- Ja mam z tą sprawa pewien kłopot. Ani razu nie przeczytałem fragmentu twórczości pana Frycza, nie oglądałem jego portalu. Nie widziałem tego pana na oczy i specjalnie o tym nie marzę - w ten sposób Bronisław Komorwski skomentował w Gazecie Wyborczej, wyrok dla Roberta Frycza - twórcy strony antykomor.pl.



Autor strony Antykomor.pl został skazany w pierwszej instancji za obrazę prezydenta oraz fałszowanie dokumentów na 40 godzin prac społecznych miesięcznie przez rok i trzy miesiące

Prezydent po raz kolejny podkreślił, że: - Sprawa nie jest efektem inicjatywy mojej lub Kancelarii Prezydenta. Nie mnie oceniać, czy sąd wymierzył karę adekwatną. Pamiętam, że w młodości brałem udział w pracach społecznych, które też nie były dobrowolne, i nie wspominam tego ani miło, ani jako wielkiej represji. Ale teraz jest to wyrok sądu.

Jednocześnie w "Rzeczpospolitej" ukazał się wywiad z Robertem Fryczem, który zapowiada odwołanie od wyroku. - Jak się nie uda w Polsce, to wygramy w Strasburgu - mówi.

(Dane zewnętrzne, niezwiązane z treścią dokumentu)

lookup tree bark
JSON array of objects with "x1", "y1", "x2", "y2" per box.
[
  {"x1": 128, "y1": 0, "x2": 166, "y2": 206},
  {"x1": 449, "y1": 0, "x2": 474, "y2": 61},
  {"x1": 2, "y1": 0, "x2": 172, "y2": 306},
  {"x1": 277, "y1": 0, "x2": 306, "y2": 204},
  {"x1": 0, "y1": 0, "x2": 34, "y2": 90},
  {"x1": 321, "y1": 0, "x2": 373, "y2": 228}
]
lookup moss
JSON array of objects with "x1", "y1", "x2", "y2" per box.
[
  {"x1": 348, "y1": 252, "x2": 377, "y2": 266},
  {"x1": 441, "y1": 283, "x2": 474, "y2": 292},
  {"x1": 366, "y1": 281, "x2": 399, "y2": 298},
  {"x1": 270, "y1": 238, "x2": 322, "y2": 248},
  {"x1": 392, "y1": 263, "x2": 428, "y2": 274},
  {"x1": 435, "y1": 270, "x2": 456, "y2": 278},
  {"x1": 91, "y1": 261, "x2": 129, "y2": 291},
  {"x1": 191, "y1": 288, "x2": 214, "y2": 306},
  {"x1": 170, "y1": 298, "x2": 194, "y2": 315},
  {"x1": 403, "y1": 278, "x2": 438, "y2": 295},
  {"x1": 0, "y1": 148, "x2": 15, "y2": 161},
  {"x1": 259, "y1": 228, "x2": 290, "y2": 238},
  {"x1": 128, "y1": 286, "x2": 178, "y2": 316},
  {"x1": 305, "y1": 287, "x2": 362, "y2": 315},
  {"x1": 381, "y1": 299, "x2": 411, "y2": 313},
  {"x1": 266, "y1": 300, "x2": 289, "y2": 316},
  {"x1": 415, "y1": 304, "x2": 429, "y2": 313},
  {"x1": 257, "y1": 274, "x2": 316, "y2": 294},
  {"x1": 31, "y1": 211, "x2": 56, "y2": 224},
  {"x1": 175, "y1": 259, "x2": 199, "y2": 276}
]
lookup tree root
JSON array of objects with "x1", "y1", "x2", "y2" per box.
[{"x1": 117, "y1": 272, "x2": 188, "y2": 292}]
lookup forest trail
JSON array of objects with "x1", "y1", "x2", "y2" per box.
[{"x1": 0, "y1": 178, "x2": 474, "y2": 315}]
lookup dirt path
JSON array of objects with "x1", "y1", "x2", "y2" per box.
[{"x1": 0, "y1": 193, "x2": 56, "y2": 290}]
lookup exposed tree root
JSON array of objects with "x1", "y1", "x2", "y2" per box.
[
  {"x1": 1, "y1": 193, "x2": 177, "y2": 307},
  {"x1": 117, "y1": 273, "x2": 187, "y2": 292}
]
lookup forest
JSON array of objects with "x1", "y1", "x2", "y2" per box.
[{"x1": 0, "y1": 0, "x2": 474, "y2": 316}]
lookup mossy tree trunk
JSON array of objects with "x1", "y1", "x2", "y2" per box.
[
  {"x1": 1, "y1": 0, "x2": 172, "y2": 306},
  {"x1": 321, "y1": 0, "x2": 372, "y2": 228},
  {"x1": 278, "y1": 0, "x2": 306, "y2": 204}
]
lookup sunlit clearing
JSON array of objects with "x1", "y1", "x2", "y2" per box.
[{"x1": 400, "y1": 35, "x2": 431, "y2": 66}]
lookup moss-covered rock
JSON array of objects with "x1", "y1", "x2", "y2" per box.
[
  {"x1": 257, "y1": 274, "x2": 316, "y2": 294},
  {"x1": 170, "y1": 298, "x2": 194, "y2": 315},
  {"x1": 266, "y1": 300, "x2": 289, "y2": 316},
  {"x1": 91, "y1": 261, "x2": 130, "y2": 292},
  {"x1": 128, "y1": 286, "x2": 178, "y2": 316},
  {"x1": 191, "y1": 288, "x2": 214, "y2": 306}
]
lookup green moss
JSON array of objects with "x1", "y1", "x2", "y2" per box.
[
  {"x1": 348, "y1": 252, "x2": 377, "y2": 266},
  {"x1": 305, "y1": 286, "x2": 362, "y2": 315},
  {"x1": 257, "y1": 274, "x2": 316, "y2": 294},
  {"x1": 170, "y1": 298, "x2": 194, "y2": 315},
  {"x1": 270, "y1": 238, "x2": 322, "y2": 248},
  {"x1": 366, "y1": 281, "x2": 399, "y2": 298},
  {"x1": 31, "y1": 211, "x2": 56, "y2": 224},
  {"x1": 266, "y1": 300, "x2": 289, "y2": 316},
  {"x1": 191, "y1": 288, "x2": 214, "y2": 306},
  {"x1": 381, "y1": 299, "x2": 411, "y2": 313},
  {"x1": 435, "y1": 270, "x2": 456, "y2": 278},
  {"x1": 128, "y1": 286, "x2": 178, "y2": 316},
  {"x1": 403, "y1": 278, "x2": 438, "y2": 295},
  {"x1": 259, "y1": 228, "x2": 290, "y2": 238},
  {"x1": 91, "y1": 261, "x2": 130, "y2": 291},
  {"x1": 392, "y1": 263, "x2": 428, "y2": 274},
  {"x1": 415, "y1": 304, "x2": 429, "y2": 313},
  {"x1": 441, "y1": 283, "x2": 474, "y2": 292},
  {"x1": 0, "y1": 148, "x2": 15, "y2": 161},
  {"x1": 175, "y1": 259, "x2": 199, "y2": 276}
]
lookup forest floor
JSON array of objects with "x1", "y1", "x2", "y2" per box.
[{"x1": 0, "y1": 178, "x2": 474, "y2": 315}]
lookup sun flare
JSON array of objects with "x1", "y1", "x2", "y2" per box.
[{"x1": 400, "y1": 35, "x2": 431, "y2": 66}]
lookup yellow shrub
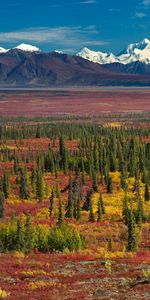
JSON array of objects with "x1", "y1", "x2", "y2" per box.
[{"x1": 0, "y1": 288, "x2": 10, "y2": 299}]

Mężczyzna zadeklarował, że nie będzie prosił prezydenta o prawo łaski. - Nie, dziękuję. Prezydent miał czas, mógł jakoś zareagować, wypowiedzieć się, skomentować całą tę sprawę, ale tego nie zrobił. To i ja nie chcę, by teraz na niej coś ugrywał, pokazywał, jaki jest wielkoduszny - mówi.

Komorowski odniósł się także do tej sprawy: - Jak dotąd stosowałem zasadę, że ułaskawiam tylko na wniosek zainteresowanego oraz po wydaniu opinii przez sąd i prokuraturę. Autor serwisu Antykomor.pl zapowiedział publicznie, że będzie się odwoływał od wyroku, więc na razie jest zdecydowanie zbyt wcześnie, by mówić o kwestii ewentualnego ułaskawienia - powiedział Gazecie Wyborczej.